By day, he’s a software developer. For Jason, hacking on Arduino and PIC took code and made it fun again – from something that’d become work to something that was an escape. He sees his foray into digital electronics as an extension of his coding. He’s slowly learning the “black arts of ‘proper’ electronics”, and his goal is to be as comfortable with analog technology as he already is with digital.
When did you start building electronics? What was it about the hobby that got you interested? When I was a kid I loved taking things apart and find out how they worked. I used to make simple stuff out of batteries, light bulbs, motors and the like. I only rediscovered this love quite about five years ago when I was inspired by a friend on Kompoz (a music collaboration site) to build my own Weird Sound Generator noise synth (Ray Wilson’s design). From there I started learning about MIDI then discovered micro-controllers, got an Arduino, and I was hooked! I am a software developer in my day job. I was a teenage home computer geek and loved the quick creativity and immediate gratification of coding games on my Sinclair ZX Spectrum. After many years of coding in industry, the joy was all but lost in procedure and corporate drudgery. Hacking code on the Arduino and PIC took me right back into that world where coding is spontaneous and fun – it was an escape and I was hooked again!

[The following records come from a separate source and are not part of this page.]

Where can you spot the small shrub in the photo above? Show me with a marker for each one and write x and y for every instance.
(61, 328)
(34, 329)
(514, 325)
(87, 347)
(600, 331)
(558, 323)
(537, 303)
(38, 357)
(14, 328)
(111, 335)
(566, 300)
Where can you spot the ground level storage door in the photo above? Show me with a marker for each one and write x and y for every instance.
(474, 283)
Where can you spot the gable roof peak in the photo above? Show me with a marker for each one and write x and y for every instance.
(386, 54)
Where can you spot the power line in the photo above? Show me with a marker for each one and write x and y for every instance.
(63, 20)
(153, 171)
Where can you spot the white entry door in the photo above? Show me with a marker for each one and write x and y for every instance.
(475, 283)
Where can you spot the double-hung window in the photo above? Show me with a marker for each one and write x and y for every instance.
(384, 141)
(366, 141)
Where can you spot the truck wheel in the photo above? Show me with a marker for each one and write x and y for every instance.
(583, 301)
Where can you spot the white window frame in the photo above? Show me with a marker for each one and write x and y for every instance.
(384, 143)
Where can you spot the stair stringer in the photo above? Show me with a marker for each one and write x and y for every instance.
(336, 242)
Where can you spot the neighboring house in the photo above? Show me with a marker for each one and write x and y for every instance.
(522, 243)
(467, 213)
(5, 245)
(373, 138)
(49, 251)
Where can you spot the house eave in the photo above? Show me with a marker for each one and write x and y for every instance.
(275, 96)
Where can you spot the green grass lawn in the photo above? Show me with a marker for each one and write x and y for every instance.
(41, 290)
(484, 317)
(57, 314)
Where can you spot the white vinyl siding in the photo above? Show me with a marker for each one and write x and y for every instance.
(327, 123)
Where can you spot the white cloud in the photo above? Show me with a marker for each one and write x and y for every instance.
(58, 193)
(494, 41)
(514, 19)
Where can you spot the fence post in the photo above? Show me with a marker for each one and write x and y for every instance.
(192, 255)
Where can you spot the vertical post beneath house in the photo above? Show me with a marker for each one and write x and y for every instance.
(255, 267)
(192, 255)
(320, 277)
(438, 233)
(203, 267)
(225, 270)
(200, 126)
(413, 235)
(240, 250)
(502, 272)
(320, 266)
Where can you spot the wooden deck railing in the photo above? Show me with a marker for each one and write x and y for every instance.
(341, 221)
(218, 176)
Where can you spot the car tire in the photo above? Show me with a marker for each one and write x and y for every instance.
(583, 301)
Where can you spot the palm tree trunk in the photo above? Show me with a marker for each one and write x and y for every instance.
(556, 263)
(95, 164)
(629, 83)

What would you say is your specialty? At the moment I am in a kind of MIDI niche, making devices aimed at musicians, although I do also have a thing for flashing LEDs and have a few ideas in the pipeline. I’d like to think that my kits that are fun to use and fire up the imagination a bit, hopefully providing inspiration and being something people can build upon. I do take a bit of pride in trying to squeeze in as much functionality as I can while trying to keep things easy enough to use.